Vitamina D: quali alimenti scegliere?

La vitamina D è la vitamina “Sole” per eccellenza. Infatti, la maggior parte delle nostre riserve si forma grazie all'effetto dei raggi UVB del sole. Ma poiché siamo meno esposti (che è un buon gesto per prevenire il cancro della pelle) e non viviamo tutti in regioni soleggiate, il rischio di essere carenti è relativamente alto. Anche quasi inevitabile. Secondo l'Accademia francese di medicina (AMF), quasi l'80% della popolazione occidentale è carente di vitamina D! 

Una piccola vitamina molto forte

Eppure la vitamina D è importantissima per il nostro corpo. “Innanzitutto favorisce un migliore assorbimento di calcio e magnesio, che contribuisce alla buona salute di ossa e denti, osserva il dottor Laurence Benedetti, micronutrizionista e vicepresidente dello Iedm. E infine, aiuta a prevenire l'osteoporosi. La vitamina D stimola anche il sistema immunitario, estremamente stressato in inverno. Recenti studi mostrano l'interesse della vitamina D nel ridurre il rischio di contrarre un'infezione delle vie respiratorie. La vitamina D svolge anche un ruolo nella contrazione muscolare e rallenterebbe il declino prematuro delle funzioni cognitive e intellettuali”. Il ruolo preventivo della vitamina D è stato citato anche in alcune complicanze legate al Covid 19. Insomma, meglio non privarsene troppo!

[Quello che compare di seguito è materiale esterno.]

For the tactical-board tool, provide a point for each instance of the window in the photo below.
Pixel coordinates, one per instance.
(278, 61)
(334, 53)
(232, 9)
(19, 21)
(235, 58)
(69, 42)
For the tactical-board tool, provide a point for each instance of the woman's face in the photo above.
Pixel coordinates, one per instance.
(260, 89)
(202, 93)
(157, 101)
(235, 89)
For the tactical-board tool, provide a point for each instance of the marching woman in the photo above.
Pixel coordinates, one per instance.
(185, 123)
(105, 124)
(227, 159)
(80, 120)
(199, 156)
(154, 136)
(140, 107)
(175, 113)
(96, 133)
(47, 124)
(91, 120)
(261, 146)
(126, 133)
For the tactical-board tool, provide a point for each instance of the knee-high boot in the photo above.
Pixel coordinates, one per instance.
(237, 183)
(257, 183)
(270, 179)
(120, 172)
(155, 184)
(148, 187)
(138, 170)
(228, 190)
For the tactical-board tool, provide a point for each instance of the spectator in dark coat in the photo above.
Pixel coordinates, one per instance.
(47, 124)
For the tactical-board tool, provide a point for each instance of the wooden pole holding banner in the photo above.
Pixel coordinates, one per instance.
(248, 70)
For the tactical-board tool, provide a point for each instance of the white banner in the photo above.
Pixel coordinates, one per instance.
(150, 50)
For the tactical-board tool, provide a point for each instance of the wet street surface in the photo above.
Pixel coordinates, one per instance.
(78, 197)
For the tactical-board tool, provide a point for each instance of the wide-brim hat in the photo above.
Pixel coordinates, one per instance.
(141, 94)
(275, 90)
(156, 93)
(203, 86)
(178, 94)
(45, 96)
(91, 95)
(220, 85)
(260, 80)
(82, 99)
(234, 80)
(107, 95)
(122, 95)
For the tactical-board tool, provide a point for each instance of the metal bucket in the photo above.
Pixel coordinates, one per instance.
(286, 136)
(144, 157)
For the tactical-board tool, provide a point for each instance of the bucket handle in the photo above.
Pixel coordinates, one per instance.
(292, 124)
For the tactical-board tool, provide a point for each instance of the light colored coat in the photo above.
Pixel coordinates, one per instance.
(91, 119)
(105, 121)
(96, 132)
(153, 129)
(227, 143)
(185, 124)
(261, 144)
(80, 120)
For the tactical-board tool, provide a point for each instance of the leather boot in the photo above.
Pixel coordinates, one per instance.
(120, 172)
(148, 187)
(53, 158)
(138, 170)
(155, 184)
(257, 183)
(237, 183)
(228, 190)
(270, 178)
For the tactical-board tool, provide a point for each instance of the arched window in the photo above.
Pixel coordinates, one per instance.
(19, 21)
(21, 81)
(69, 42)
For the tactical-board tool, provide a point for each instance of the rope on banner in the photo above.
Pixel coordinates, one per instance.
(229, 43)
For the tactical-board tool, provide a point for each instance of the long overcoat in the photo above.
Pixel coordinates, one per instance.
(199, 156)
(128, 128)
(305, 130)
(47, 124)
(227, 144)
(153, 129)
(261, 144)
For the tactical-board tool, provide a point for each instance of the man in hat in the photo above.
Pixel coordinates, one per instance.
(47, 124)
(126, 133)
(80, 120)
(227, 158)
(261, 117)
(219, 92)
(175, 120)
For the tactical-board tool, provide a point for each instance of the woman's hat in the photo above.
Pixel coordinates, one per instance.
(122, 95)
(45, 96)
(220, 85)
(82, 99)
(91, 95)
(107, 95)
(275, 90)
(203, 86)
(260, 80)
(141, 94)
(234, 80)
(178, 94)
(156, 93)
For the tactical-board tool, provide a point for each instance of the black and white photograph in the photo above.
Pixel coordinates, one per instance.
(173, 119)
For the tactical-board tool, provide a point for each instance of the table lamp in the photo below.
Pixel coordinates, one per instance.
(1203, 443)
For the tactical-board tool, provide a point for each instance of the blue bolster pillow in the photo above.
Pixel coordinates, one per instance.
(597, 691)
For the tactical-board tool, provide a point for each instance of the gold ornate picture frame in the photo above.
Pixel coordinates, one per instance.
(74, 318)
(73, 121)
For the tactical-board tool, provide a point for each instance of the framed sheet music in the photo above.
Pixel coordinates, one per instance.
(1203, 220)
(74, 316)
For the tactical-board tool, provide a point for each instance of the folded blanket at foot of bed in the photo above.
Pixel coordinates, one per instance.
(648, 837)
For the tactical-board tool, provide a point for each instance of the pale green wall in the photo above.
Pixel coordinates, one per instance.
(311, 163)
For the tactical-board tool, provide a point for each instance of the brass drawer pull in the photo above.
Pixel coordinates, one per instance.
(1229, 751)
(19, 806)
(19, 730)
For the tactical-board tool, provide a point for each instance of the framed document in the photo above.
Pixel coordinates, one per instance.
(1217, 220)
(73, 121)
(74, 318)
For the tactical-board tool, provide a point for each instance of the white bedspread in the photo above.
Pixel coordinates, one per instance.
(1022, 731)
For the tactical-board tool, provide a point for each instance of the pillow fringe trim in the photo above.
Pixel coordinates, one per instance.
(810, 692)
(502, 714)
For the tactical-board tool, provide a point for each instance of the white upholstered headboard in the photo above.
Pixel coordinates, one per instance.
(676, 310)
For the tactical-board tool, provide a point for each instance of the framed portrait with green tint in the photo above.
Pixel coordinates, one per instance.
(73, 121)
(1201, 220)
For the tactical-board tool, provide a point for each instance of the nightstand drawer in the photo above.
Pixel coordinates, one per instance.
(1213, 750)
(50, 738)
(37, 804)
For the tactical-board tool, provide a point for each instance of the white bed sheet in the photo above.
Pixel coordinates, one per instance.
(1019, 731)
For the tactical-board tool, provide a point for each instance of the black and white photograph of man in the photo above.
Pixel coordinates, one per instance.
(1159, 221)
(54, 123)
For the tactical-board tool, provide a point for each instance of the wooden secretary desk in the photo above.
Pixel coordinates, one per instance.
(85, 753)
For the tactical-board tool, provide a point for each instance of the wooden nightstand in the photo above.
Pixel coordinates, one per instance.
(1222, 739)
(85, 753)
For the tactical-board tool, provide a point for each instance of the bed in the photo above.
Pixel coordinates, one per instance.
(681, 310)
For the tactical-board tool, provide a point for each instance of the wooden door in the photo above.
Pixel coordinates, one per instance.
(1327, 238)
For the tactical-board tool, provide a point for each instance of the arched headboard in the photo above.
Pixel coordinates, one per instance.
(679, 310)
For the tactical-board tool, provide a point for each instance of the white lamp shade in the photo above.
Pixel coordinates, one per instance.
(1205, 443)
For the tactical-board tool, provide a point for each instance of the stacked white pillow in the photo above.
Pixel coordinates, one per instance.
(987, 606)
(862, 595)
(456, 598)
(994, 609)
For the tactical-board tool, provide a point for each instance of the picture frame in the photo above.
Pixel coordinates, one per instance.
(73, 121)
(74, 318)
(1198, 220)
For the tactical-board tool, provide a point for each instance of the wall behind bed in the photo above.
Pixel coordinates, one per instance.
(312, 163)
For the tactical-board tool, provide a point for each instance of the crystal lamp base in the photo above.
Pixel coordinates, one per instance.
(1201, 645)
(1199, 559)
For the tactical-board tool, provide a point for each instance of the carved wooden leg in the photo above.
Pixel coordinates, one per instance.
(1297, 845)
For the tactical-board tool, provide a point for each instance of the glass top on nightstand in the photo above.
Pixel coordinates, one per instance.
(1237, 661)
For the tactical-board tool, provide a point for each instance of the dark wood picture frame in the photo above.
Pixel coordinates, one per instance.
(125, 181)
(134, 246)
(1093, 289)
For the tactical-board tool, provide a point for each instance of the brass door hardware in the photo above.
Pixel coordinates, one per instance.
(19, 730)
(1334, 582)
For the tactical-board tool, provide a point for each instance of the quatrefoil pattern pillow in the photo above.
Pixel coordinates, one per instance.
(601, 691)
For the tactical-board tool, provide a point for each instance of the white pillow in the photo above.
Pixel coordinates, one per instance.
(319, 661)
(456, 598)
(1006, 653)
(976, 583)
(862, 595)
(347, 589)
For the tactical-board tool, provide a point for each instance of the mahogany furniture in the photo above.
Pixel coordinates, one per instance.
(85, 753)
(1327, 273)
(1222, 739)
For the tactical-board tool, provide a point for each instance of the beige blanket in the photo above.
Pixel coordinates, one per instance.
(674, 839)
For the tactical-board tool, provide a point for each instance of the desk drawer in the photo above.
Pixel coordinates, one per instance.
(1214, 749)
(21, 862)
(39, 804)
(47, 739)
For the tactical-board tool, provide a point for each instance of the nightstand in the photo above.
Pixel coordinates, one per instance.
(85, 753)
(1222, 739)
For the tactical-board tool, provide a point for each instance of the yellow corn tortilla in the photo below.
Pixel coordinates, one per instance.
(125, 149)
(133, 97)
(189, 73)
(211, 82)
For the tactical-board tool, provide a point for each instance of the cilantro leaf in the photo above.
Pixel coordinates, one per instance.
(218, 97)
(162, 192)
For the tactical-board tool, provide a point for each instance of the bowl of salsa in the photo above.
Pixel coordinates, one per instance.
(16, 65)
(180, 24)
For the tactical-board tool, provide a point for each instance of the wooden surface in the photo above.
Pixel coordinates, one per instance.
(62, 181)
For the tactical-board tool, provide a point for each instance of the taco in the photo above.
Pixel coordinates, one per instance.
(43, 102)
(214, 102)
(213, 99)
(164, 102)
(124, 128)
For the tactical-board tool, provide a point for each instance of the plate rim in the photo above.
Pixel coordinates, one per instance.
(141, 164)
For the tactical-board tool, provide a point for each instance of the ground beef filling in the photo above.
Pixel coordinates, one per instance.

In video: Vitamine e gravidanza: dovresti assumere integratori? La risposta della nostra ostetrica Adrien Gantois

Buoni gesti quotidiani

Senza esporsi eccessivamente al sole, i medici consigliano 3 esposizioni di 15 minuti a settimana (avambraccio e viso), tra le 11 e le 14 da aprile a ottobre. Puoi anche rivedere il tuo piatto e concentrarti su cibi ricchi di vitamina D. Ma in caso di comprovata carenza, l'integrazione è necessaria per ricostituire le tue riserve. Come promemoria, consigliamo di integrare le donne in gravidanza e i bambini fino all'età di... 18 anni!

Ma attenzione ai rischi di overdose di vitamina D nei bambini! È importante scegliere medicinali contenenti vitamina D e non integratori alimentari che potrebbero essere troppo dosati.

 

Vitamina D: gli alimenti da favorire per fare rifornimento

  • olio di fegato di merluzzo

Non molto appetitoso, eppure è il cibo che contiene di più. Come tutti gli oli di pesce grasso. Non hai il coraggio di berlo con un cucchiaino? Optiamo per il fegato di merluzzo. Delizioso su pane tostato o pane tostato di grano saraceno.

  • Latte intero

Super fonte di calcio, il latte fornisce anche vitamina D. Meglio optare per il latte intero, perché le vitamine sono concentrate nei grassi. Se prendiamo prodotti a basso contenuto di grassi, li scegliamo arricchiti con vitamina D.

 

  • Chocolat

Yum! E per ottenere il massimo da questa vitamina, la preferiamo fondente, con un minimo del 40% di cacao. 

  • Aringa

Affumicato, alla griglia o marinato, è uno dei pesci azzurro più dotati. Fornisce inoltre omega 3, importanti per il funzionamento del cervello. E variamo con altri pesci grassi (salmone, sardine, sgombro…). Puoi anche mangiare uova di salmone.

  • yogurt

Per ossa forti, molti yogurt e ricotta sono arricchiti con vitamina D. Guarda le etichette!

  • funghi

I finferli, le spugnole o gli shiitake (funghi giapponesi) hanno sicuramente un contenuto basso ma costituiscono comunque un contributo significativo.

  • Uovo

Questa vitamina è presente principalmente nel tuorlo. Può essere consumato più volte alla settimana perché l'uovo è un concentrato di benefici (proteine, ferro, iodio, zinco, vitamina B12…).

  • Foie gras

Tanto basta per alleviare il senso di colpa davanti alla sua fetta di foie gras, perché ne contiene poco.